What is it about the Russian Church Abroad in particular that you find attractive?

The ideals of the ROCOR are closely correlated with those of the Russia of the past. Archimandrite Konstantin Zaitsev from Jordanville wrote and thought a lot about this. These ideals include faithfulness to Orthodoxy, to Sacred Scripture and Tradition, and to monarchism, among which the idea of the Russian Orthodox monarch “preserving the world from evil” has a special place. The ROCOR declared its faithfulness to these ideas when it was not possible to speak about them in the USSR. The ROCOR was a witness to the Russia of the past during a time of deep apostasy in the USSR.

Historically, there is another phenomenon that took shape in the ROCOR. This is the ready availability of the clergy to the laity. Among other things, this is surely due to the fact that clergy and laity often endured the same problems, carried the same burdens, and were saved together in the most direct sense of the word. In addition, one must keep in mind that the scale of things and the number of Orthodox outside of Russia are completely different than they are in Russia. In our cathedral churches, as you know, a huge number of faithful come to the services on Sundays and feast-days. What talk of “availability” can there be here! One must pity our priests. Of course, things are different in rural churches or small city churches, were parish life can be organized in a more deliberate manner.

However, the availability of ROCOR clergy also has its risks. In Russia, priests are treated almost as though they were saints, whereas outside of Russia, one sees pointed disputes between laity and priests as well as open letters. One need only consider what the late Bishop Mitrophan (Znosko-Borovskii) of Boston was forced to endure from some of his parishioners in Brest, Morocco, and Sea Cliff…

Please share your impression of the nature of the history of the Russian Church Abroad that has taken shape during your research.

The history of the Russian Church Abroad comes across as complex and multifaceted.
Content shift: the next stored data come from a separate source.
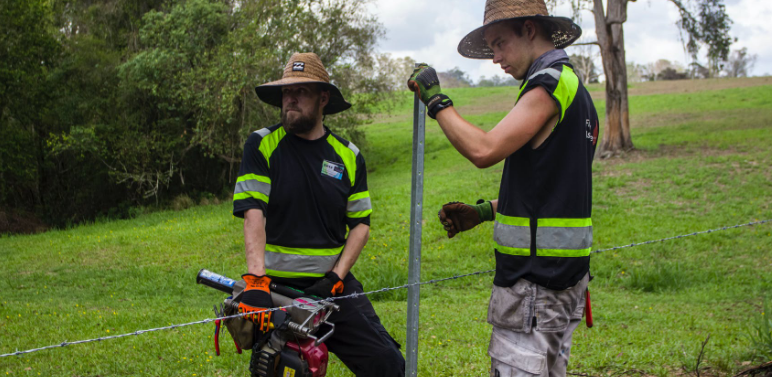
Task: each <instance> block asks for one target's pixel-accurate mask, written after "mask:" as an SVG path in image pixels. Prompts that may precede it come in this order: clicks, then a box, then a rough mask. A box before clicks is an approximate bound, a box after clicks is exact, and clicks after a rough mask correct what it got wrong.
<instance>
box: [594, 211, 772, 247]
mask: <svg viewBox="0 0 772 377" xmlns="http://www.w3.org/2000/svg"><path fill="white" fill-rule="evenodd" d="M769 222H772V219H768V220H759V221H752V222H749V223H746V224H739V225H732V226H725V227H723V228H716V229H710V230H703V231H701V232H694V233H689V234H682V235H680V236H673V237H668V238H662V239H658V240H652V241H645V242H639V243H631V244H629V245H624V246H616V247H611V248H608V249H602V250H595V251H592V252H591V253H592V254H596V253H602V252H605V251H613V250H619V249H625V248H628V247H633V246H641V245H649V244H652V243H657V242H665V241H670V240H677V239H679V238H686V237H691V236H696V235H699V234H707V233H713V232H718V231H722V230H728V229H735V228H742V227H744V226H751V225H759V224H766V223H769Z"/></svg>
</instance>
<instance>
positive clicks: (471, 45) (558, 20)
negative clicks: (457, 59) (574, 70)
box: [458, 0, 582, 59]
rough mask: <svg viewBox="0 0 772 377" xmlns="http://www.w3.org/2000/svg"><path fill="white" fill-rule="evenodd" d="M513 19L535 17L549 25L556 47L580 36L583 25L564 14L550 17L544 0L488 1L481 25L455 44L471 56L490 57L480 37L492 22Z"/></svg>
mask: <svg viewBox="0 0 772 377" xmlns="http://www.w3.org/2000/svg"><path fill="white" fill-rule="evenodd" d="M514 19H523V20H525V19H538V20H541V21H542V22H543V23H546V24H549V25H550V26H551V28H552V42H553V43H554V44H555V48H565V47H568V46H569V45H571V43H574V42H575V41H576V40H577V39H579V37H580V36H582V28H580V27H579V25H577V24H575V23H574V22H573V21H571V19H570V18H566V17H552V16H549V13H548V12H547V5H546V4H545V3H544V0H487V1H486V2H485V17H484V19H483V26H481V27H479V28H477V29H475V30H473V31H472V32H471V33H469V34H467V35H466V37H464V39H462V40H461V43H459V44H458V53H459V54H461V55H463V56H465V57H467V58H472V59H493V51H492V50H491V49H490V48H488V44H487V43H485V39H484V38H483V32H484V31H485V28H486V27H487V26H489V25H491V24H494V23H497V22H501V21H507V20H514Z"/></svg>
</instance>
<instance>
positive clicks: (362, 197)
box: [348, 191, 370, 202]
mask: <svg viewBox="0 0 772 377" xmlns="http://www.w3.org/2000/svg"><path fill="white" fill-rule="evenodd" d="M369 197H370V191H362V192H358V193H356V194H354V195H351V196H349V197H348V201H349V202H353V201H354V200H359V199H364V198H369Z"/></svg>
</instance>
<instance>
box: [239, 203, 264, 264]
mask: <svg viewBox="0 0 772 377" xmlns="http://www.w3.org/2000/svg"><path fill="white" fill-rule="evenodd" d="M244 249H245V253H246V259H247V272H248V273H250V274H255V275H257V276H262V275H265V216H264V215H263V211H261V210H259V209H250V210H247V211H246V212H245V213H244Z"/></svg>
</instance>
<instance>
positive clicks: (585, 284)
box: [488, 274, 589, 377]
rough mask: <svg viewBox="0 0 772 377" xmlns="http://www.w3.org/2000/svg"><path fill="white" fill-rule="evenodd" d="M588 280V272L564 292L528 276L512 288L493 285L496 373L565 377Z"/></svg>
mask: <svg viewBox="0 0 772 377" xmlns="http://www.w3.org/2000/svg"><path fill="white" fill-rule="evenodd" d="M588 282H589V274H588V275H585V277H584V278H583V279H582V280H580V281H579V282H578V283H577V284H576V285H575V286H573V287H571V288H568V289H566V290H562V291H554V290H551V289H547V288H544V287H542V286H539V285H537V284H534V283H531V282H529V281H527V280H524V279H520V280H518V282H517V283H515V285H514V286H512V287H497V286H493V291H492V292H491V300H490V304H489V306H488V323H490V324H491V325H493V333H492V334H491V343H490V346H489V347H488V355H489V356H490V357H491V370H490V375H491V377H533V376H539V377H564V376H565V375H566V368H567V366H568V357H569V355H570V350H571V336H572V334H573V332H574V330H575V329H576V328H577V327H578V326H579V323H580V322H581V320H582V314H583V313H584V305H585V294H584V293H585V290H586V289H587V283H588Z"/></svg>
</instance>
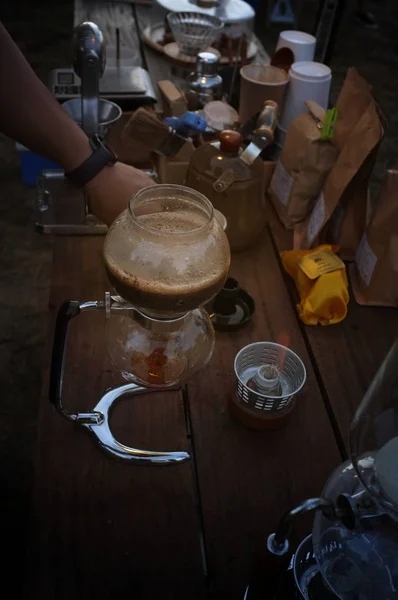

It has many levels and is not as linear as I considered it to be when I first began my research in the mid-1990s. Questions of time must be taken into account. The Kingdom of Serbs, Croats, and Slovenes was one thing, Harbin and China in the interwar era was another, the DP era was a third, and the period from the 1950s–1980s was a fourth. Then came the collapse of the USSR, and the 2007 reunification of both parts of the Russian church. Another dimension is the geographical expanse over which the ROCOR operated. Australia is different, of course, from Argentina, as is Germany from Canada. In Peru, as I recall, there is only one church community with a visiting priest, whereas in the United States, there are dozens of churches that are flourishing liturgically. Each ROCOR diocese has its own podvizhniki from the ranks of both the clergy and the laity. All of this must be studied, not because it is “necessary” to do so, but rather because it is a form of experience. A rich experience that will benefit us, as well. Thus, one ought to admit that the history of the ROCOR is a part of the history of the Russian Orthodox Church, part of the great history of Russia.

Interview by Deacon Andrei Psarev

3 Comments

  • Dear Alexander:

    Has your research included the lives of Archbishop JOhn and Fr Sergei (Garklavs)? Archbishop John served in the DP camps along with Fr JOhn when he still was a layman. Fr John, I believe, met his Matushka, Alexandra at the camps where she was a nurse. Archbishop John was the guardian of the Tikhvin Icon of the Theotokos. There is a book in Russian covering their lives.

    • Dear Vaseili, this was my omission. I concentrated exclusively on the ROCOR activities and its clergy and that raised questions from some people in the US with whom I had correspondene at the time. They asked me to pay attention to other parts of Russian Church in North America. In particular, the name of Archbishop John (Garklavs) was sounded in letters of these people to me. In this connection I would recommend you to turn to the book of the late Professor Alexander Gavrilin of Latvia who did research on vladyka John and history of journey of Tikhvin’s Icon of Our Lady.